Out of memory errors

I’m trying to use Aspose.Words 14.4.0.0 to load a big DOCX document to extract text from it, but I’m running into OOMEs. The document itself has a lot of images, and only a few lines of text When creating the Document object, Aspose.Words tries to load the whole document in memory, and this causes the OOME.


Is there any way of loading the document using streaming? Also, is there any way to avoid loading the images or any other object I’m not interested in when loading the file?

Thank you in advance.

Hi there,

Thanks for your inquiry.

atlassian:
I’m trying to use Aspose.Words 14.4.0.0 to load a big DOCX document to extract text from it, but I’m running into OOMEs. The document itself has a lot of images, and only a few lines of text When creating the Document object, Aspose.Words tries to load the whole document in memory, and this causes the OOME.

Could you please attach your input Word document along with code here for testing? I will investigate the issue on my side and provide you more information.
atlassian:

Is there any way of loading the document using streaming?

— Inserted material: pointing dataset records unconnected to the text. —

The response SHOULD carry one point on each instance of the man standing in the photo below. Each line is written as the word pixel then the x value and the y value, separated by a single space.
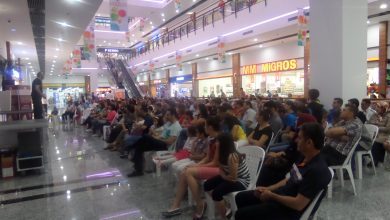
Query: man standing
pixel 289 198
pixel 37 95
pixel 336 106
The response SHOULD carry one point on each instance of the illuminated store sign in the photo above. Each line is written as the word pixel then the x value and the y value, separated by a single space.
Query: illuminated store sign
pixel 277 66
pixel 284 65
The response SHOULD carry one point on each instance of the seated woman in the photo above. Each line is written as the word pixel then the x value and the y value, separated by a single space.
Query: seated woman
pixel 262 134
pixel 204 169
pixel 234 173
pixel 197 152
pixel 167 158
pixel 233 125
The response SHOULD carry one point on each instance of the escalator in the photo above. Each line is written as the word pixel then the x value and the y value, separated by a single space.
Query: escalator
pixel 124 78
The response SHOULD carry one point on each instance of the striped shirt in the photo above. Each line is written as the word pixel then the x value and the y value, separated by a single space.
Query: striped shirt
pixel 242 172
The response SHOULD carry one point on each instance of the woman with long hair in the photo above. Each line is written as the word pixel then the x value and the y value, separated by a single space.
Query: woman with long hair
pixel 234 173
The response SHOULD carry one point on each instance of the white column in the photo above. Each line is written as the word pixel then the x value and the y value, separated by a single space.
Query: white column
pixel 338 36
pixel 94 82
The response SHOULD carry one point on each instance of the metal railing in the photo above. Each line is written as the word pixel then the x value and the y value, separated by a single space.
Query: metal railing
pixel 194 22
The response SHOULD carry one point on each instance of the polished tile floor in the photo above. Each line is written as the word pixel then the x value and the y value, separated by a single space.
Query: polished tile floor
pixel 83 181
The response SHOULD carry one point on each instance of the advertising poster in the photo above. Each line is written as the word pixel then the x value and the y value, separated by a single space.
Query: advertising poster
pixel 119 17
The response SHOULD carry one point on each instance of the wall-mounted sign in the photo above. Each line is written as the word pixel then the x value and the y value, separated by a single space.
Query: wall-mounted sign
pixel 249 69
pixel 180 79
pixel 284 65
pixel 277 66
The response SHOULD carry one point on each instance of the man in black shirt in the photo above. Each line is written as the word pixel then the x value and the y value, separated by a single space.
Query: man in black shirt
pixel 289 198
pixel 37 95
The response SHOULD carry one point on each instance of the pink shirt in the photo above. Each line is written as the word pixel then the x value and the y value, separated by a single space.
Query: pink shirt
pixel 111 116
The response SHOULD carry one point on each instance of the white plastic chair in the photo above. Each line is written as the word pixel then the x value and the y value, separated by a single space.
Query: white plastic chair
pixel 373 131
pixel 311 211
pixel 347 166
pixel 254 157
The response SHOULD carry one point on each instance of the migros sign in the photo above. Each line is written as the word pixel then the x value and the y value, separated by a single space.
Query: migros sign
pixel 276 66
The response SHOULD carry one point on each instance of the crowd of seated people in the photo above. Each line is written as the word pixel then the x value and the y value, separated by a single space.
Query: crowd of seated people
pixel 200 140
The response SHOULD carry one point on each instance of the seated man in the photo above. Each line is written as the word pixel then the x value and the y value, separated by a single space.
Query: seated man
pixel 341 138
pixel 288 198
pixel 152 143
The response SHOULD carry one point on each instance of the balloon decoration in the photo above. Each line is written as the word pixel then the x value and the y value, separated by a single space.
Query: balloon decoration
pixel 119 17
pixel 221 49
pixel 302 27
pixel 89 43
pixel 76 58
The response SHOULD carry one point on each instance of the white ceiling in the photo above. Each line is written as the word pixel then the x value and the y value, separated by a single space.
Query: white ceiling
pixel 16 28
pixel 77 14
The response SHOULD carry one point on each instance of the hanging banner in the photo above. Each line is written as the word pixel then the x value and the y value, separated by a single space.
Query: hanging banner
pixel 151 66
pixel 177 5
pixel 67 69
pixel 302 27
pixel 119 17
pixel 76 58
pixel 178 60
pixel 221 49
pixel 89 51
pixel 141 24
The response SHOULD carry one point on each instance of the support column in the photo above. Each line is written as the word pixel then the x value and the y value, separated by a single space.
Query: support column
pixel 383 58
pixel 338 49
pixel 168 76
pixel 195 81
pixel 306 65
pixel 87 84
pixel 237 78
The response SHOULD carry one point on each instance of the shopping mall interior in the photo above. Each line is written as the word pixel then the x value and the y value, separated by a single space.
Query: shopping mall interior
pixel 194 109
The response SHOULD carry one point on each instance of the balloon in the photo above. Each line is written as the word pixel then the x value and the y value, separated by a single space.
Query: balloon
pixel 122 13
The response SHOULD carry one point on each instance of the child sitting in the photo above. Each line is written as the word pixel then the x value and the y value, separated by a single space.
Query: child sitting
pixel 198 150
pixel 167 158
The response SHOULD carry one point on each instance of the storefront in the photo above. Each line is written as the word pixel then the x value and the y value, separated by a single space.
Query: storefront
pixel 159 88
pixel 208 86
pixel 285 77
pixel 181 86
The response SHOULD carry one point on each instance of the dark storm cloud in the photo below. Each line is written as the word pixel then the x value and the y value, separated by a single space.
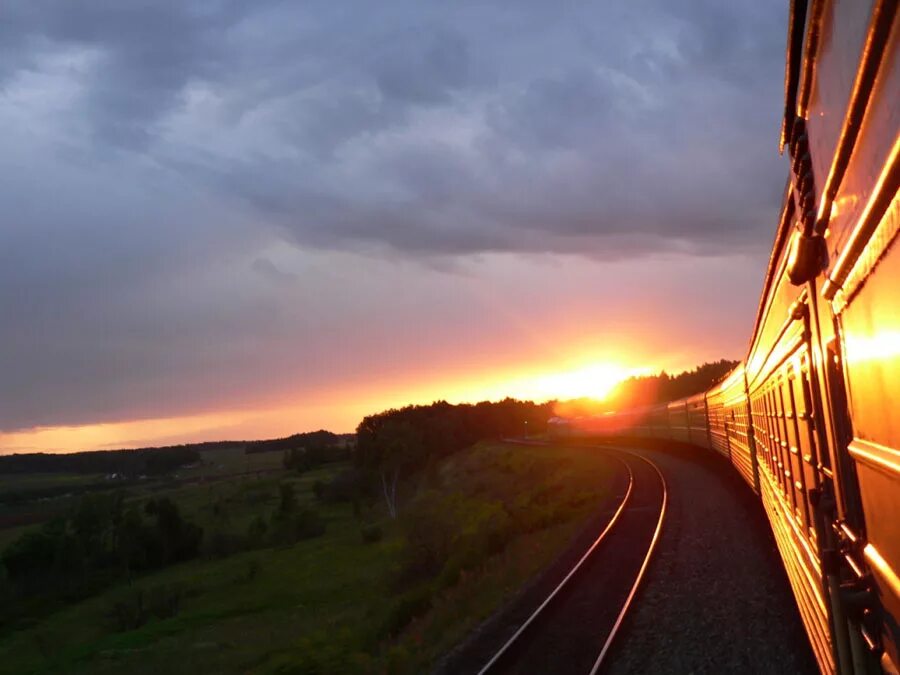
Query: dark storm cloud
pixel 154 152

Yes, you can load the word document from stream. Please read following documentation link for your kind reference.
http://www.aspose.com/docs/display/wordsjava/Opening+from+a+Stream
atlassian:

Also, is there any way to avoid loading the images or any other object I’m not interested in when loading the file?

In case, you are loading html documents, please use the LoadOptions.ResourceLoadingCallback property. The property allows to control how external resources (images, style sheets) are loaded
when a document is imported from HTML, MHTML.